I think what's frustrating about a university course is that you can't really study things in much detail - we're not looking at any Fielding, Sterne or Richardson, for example. There's been no mention of Samuel Johnson either, which I find strange as he was incredibly influential at the time and is largely responsible for the regularisation of spelling in the English language. In any case, I'm hoping to be able to read Sterne's Tristram Shandy as it's one I've wanted to look at for a while, and hopefully it should be quite amusing. Next semester is Romanticism and Renaissance literature, both of which could be hard going but interesting... to me anyway!!
I've also been sitting in on some lectures about literary theory and criticism, and while I've not understood everything, a lot of it's been very interesting. One thing that was said in the feminist lecture was that the university department tries really hard to include a fair amount of good literature by women because a lot of it's been ignored for such a long time, and while I agree with this I do think it must be difficult to get a good balance when writers like Burney appear to knock Fielding, for example, out of the core text list. I'm sure they've got other reasons for putting Evelina in but it does partly appear to be to redress the balance in favour of women writers.
Anyway... in my last post I said I was about to start reading Vikram Seth's An Equal Music, and I did indeed read and enjoy it. It seems that there's a great passion for music behind this writing, and a sensitivity to nuance as well as a commitment to be honest and precise about the music-making experience. It was really enjoyable and utterly heartbreaking. Fabulous, and as ever, masterful prose from Seth - so good that it makes me stop and go "wow".
I bought a big pile of books recently from an Oxfam nearby which was selling fiction for 99p, one of which was Kathleen Tessaro's Elegance. I've read this a few times and re-read it after buying it; it's such a light, bubbly read, skillfully written, and an entertaining story as its main character - Louise - uses an old-fashioned style guide to help her use clothes in her fight to sort her life out. I'm not usually massively into chick lit, but this for me verges on being quite thoughtful.
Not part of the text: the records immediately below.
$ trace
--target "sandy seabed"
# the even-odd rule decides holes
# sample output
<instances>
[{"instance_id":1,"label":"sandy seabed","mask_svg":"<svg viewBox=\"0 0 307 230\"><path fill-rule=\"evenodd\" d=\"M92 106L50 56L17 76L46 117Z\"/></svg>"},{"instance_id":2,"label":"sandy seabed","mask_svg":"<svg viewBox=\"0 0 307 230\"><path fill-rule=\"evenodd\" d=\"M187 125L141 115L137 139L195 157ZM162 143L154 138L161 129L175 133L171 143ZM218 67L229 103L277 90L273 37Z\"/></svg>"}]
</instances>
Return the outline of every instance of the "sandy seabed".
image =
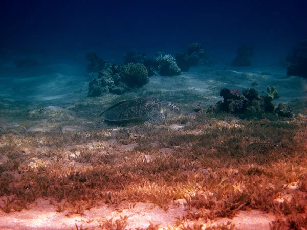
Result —
<instances>
[{"instance_id":1,"label":"sandy seabed","mask_svg":"<svg viewBox=\"0 0 307 230\"><path fill-rule=\"evenodd\" d=\"M70 68L2 75L0 228L306 227L305 79L278 67L198 68L90 98L88 80ZM221 100L223 88L265 94L267 86L295 117L193 110ZM171 101L182 114L149 126L118 127L99 116L144 96Z\"/></svg>"}]
</instances>

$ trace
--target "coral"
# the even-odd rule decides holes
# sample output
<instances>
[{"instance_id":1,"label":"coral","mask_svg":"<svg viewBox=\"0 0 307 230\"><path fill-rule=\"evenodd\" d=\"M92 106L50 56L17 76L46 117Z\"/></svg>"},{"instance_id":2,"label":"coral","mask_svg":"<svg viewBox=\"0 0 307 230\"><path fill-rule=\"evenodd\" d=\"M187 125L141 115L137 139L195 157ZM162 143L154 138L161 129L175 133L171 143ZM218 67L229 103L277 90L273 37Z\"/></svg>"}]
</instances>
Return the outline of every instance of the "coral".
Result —
<instances>
[{"instance_id":1,"label":"coral","mask_svg":"<svg viewBox=\"0 0 307 230\"><path fill-rule=\"evenodd\" d=\"M148 82L148 72L143 64L130 63L122 67L106 64L98 77L89 83L89 97L105 93L122 94Z\"/></svg>"},{"instance_id":2,"label":"coral","mask_svg":"<svg viewBox=\"0 0 307 230\"><path fill-rule=\"evenodd\" d=\"M298 48L294 48L291 56L286 58L291 64L287 67L287 76L307 78L307 39L302 40Z\"/></svg>"},{"instance_id":3,"label":"coral","mask_svg":"<svg viewBox=\"0 0 307 230\"><path fill-rule=\"evenodd\" d=\"M148 81L148 73L143 64L128 64L122 67L122 73L123 80L130 85L142 86Z\"/></svg>"},{"instance_id":4,"label":"coral","mask_svg":"<svg viewBox=\"0 0 307 230\"><path fill-rule=\"evenodd\" d=\"M104 69L98 73L98 76L89 82L88 97L98 97L104 93L121 94L130 88L122 81L118 66L106 64Z\"/></svg>"},{"instance_id":5,"label":"coral","mask_svg":"<svg viewBox=\"0 0 307 230\"><path fill-rule=\"evenodd\" d=\"M223 88L220 95L224 98L223 101L217 103L218 107L222 111L227 112L240 113L243 112L247 102L246 99L240 93L240 90L230 90Z\"/></svg>"},{"instance_id":6,"label":"coral","mask_svg":"<svg viewBox=\"0 0 307 230\"><path fill-rule=\"evenodd\" d=\"M237 56L231 62L233 67L247 67L252 65L250 58L254 54L252 47L247 45L241 45L238 49Z\"/></svg>"},{"instance_id":7,"label":"coral","mask_svg":"<svg viewBox=\"0 0 307 230\"><path fill-rule=\"evenodd\" d=\"M107 62L100 58L93 51L89 51L85 54L86 60L90 63L87 65L87 71L89 72L97 72L103 70L104 65Z\"/></svg>"},{"instance_id":8,"label":"coral","mask_svg":"<svg viewBox=\"0 0 307 230\"><path fill-rule=\"evenodd\" d=\"M286 118L291 118L293 117L294 114L292 112L292 109L289 107L287 107L283 103L280 103L277 106L274 113L281 117Z\"/></svg>"},{"instance_id":9,"label":"coral","mask_svg":"<svg viewBox=\"0 0 307 230\"><path fill-rule=\"evenodd\" d=\"M267 87L267 95L265 96L264 100L267 103L270 103L273 99L278 98L278 91L275 87Z\"/></svg>"},{"instance_id":10,"label":"coral","mask_svg":"<svg viewBox=\"0 0 307 230\"><path fill-rule=\"evenodd\" d=\"M159 65L159 73L162 76L179 75L181 70L177 66L175 59L170 55L160 55L155 57Z\"/></svg>"},{"instance_id":11,"label":"coral","mask_svg":"<svg viewBox=\"0 0 307 230\"><path fill-rule=\"evenodd\" d=\"M130 63L134 64L142 63L145 56L144 53L140 53L137 50L131 49L124 56L124 64L126 65Z\"/></svg>"},{"instance_id":12,"label":"coral","mask_svg":"<svg viewBox=\"0 0 307 230\"><path fill-rule=\"evenodd\" d=\"M272 112L275 109L271 101L278 98L278 92L275 87L267 88L268 93L265 96L259 97L258 92L254 89L245 89L242 94L240 90L230 90L227 88L222 89L220 95L223 101L217 102L218 108L227 112L255 114L264 112Z\"/></svg>"}]
</instances>

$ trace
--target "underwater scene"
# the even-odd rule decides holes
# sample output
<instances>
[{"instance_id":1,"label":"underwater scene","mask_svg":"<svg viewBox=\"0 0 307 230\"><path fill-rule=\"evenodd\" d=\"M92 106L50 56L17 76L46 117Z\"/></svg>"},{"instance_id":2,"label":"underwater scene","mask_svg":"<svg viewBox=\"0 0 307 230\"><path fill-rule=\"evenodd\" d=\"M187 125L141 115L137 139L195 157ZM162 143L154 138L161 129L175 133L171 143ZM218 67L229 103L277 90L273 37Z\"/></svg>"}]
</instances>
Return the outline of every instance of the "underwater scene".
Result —
<instances>
[{"instance_id":1,"label":"underwater scene","mask_svg":"<svg viewBox=\"0 0 307 230\"><path fill-rule=\"evenodd\" d=\"M0 229L307 229L307 3L0 8Z\"/></svg>"}]
</instances>

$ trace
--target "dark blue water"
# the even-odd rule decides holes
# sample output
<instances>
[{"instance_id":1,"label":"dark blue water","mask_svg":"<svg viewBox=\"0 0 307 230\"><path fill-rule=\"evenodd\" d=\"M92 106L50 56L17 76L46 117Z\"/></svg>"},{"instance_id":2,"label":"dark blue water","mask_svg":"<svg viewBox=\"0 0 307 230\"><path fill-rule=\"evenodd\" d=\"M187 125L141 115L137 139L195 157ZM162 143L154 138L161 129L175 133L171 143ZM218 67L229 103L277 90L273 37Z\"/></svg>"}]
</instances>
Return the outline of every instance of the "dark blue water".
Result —
<instances>
[{"instance_id":1,"label":"dark blue water","mask_svg":"<svg viewBox=\"0 0 307 230\"><path fill-rule=\"evenodd\" d=\"M307 37L306 5L304 0L6 1L0 8L0 47L68 59L91 49L121 63L131 48L174 54L198 42L227 63L247 43L255 49L254 63L267 64Z\"/></svg>"}]
</instances>

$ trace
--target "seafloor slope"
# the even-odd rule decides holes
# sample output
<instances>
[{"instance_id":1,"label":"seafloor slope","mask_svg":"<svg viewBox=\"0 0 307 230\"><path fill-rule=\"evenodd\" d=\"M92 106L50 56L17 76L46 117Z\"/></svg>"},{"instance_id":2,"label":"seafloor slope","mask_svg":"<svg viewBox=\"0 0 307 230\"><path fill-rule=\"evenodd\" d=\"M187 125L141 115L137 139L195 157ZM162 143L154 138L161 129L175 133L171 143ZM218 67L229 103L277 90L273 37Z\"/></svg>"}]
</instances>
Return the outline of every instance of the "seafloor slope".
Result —
<instances>
[{"instance_id":1,"label":"seafloor slope","mask_svg":"<svg viewBox=\"0 0 307 230\"><path fill-rule=\"evenodd\" d=\"M0 228L305 227L305 79L278 68L194 69L90 98L88 80L74 70L1 75ZM267 86L295 117L194 112L221 100L223 88L265 94ZM143 96L171 101L182 114L150 126L99 117Z\"/></svg>"}]
</instances>

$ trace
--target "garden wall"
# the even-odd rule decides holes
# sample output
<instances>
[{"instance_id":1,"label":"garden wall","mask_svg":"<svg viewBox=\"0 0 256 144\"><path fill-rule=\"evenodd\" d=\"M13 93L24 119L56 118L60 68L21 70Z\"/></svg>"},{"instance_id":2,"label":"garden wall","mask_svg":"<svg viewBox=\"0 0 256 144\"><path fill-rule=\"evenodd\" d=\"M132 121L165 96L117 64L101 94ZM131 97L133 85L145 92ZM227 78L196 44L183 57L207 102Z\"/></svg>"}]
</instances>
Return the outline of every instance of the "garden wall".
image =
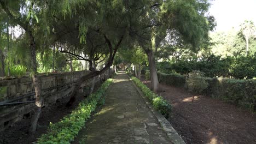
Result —
<instances>
[{"instance_id":1,"label":"garden wall","mask_svg":"<svg viewBox=\"0 0 256 144\"><path fill-rule=\"evenodd\" d=\"M74 82L89 72L80 71L39 75L45 107L68 97L74 89ZM96 82L107 80L109 73L112 74L113 70L107 70L97 76ZM89 89L91 80L83 83L81 91ZM31 77L0 80L0 131L29 116L35 107L35 98Z\"/></svg>"},{"instance_id":2,"label":"garden wall","mask_svg":"<svg viewBox=\"0 0 256 144\"><path fill-rule=\"evenodd\" d=\"M184 76L160 73L158 76L160 83L187 88ZM256 80L208 77L205 80L208 86L203 94L256 111Z\"/></svg>"}]
</instances>

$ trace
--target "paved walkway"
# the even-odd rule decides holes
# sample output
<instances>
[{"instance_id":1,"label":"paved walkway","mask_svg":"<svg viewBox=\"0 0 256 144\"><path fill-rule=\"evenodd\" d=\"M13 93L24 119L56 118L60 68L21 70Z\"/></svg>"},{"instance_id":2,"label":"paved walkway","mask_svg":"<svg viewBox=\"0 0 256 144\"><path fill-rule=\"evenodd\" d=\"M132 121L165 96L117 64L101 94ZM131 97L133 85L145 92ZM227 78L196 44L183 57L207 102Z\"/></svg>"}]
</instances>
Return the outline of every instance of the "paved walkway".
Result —
<instances>
[{"instance_id":1,"label":"paved walkway","mask_svg":"<svg viewBox=\"0 0 256 144\"><path fill-rule=\"evenodd\" d=\"M114 79L105 105L73 143L171 143L127 75Z\"/></svg>"}]
</instances>

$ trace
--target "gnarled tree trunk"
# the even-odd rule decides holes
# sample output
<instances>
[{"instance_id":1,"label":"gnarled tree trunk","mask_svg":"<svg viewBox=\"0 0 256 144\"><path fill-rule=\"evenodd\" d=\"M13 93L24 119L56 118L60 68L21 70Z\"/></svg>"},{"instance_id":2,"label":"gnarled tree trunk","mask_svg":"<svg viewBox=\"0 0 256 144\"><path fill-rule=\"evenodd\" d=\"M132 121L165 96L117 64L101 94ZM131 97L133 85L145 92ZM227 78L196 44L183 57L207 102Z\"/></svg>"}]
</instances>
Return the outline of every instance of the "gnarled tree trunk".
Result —
<instances>
[{"instance_id":1,"label":"gnarled tree trunk","mask_svg":"<svg viewBox=\"0 0 256 144\"><path fill-rule=\"evenodd\" d=\"M92 68L96 69L96 64L95 64L95 61L92 60ZM97 76L94 76L94 78L92 78L92 81L91 83L91 91L90 91L90 94L91 94L92 92L94 91L94 87L95 86L95 81L97 79Z\"/></svg>"},{"instance_id":2,"label":"gnarled tree trunk","mask_svg":"<svg viewBox=\"0 0 256 144\"><path fill-rule=\"evenodd\" d=\"M147 53L148 62L149 64L149 70L150 72L151 85L153 91L156 92L158 89L159 82L154 52L149 51Z\"/></svg>"},{"instance_id":3,"label":"gnarled tree trunk","mask_svg":"<svg viewBox=\"0 0 256 144\"><path fill-rule=\"evenodd\" d=\"M139 79L139 80L141 79L141 64L138 64L138 79Z\"/></svg>"},{"instance_id":4,"label":"gnarled tree trunk","mask_svg":"<svg viewBox=\"0 0 256 144\"><path fill-rule=\"evenodd\" d=\"M3 51L0 50L0 62L1 63L1 68L0 68L0 76L4 76L4 55Z\"/></svg>"},{"instance_id":5,"label":"gnarled tree trunk","mask_svg":"<svg viewBox=\"0 0 256 144\"><path fill-rule=\"evenodd\" d=\"M42 97L42 92L40 86L40 79L37 76L37 60L36 57L36 43L34 38L32 36L31 33L29 33L30 37L30 52L31 57L31 71L33 74L33 84L34 87L34 91L36 93L36 105L35 110L32 111L32 115L31 119L31 127L30 132L32 134L32 137L36 133L37 129L37 122L41 113L42 107L44 106L43 98Z\"/></svg>"},{"instance_id":6,"label":"gnarled tree trunk","mask_svg":"<svg viewBox=\"0 0 256 144\"><path fill-rule=\"evenodd\" d=\"M135 72L135 76L137 77L137 68L136 65L134 65L134 71Z\"/></svg>"}]
</instances>

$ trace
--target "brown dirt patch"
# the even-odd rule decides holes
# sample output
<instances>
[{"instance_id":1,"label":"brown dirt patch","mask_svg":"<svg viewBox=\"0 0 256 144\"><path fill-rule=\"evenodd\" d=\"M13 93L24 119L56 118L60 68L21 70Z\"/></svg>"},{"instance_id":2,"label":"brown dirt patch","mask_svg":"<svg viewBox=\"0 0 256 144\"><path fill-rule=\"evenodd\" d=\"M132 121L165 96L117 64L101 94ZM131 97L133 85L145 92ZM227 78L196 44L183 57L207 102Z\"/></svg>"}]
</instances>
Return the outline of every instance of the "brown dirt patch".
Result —
<instances>
[{"instance_id":1,"label":"brown dirt patch","mask_svg":"<svg viewBox=\"0 0 256 144\"><path fill-rule=\"evenodd\" d=\"M100 86L100 83L95 85L95 91ZM53 105L44 108L42 110L40 118L38 119L39 127L37 128L35 139L32 141L36 141L37 138L46 132L50 122L53 123L60 121L65 116L70 113L84 99L83 96L77 97L73 105L66 107L66 104L69 100L69 97L62 99L56 101ZM26 118L15 123L12 127L0 132L0 143L4 144L26 144L32 143L28 137L28 130L30 125L30 117Z\"/></svg>"},{"instance_id":2,"label":"brown dirt patch","mask_svg":"<svg viewBox=\"0 0 256 144\"><path fill-rule=\"evenodd\" d=\"M151 87L149 81L141 80ZM186 143L256 143L256 113L183 88L159 86L158 94L173 106L169 121Z\"/></svg>"}]
</instances>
I've been starting to re-read C.S.Lewis' Mere Christianity recently and am enjoying again his clear writing and helpful analogies, although I find more and more things in his thinking that I wish I could question him on more, which I suppose can only be a good thing! So along with that, Tristram Shandy and some e.e.cummings poetry and a complete short stories of Katherine Mansfield that I have on my shelf, I have plenty of interesting reading material that I'll hopefully be able to come back to later!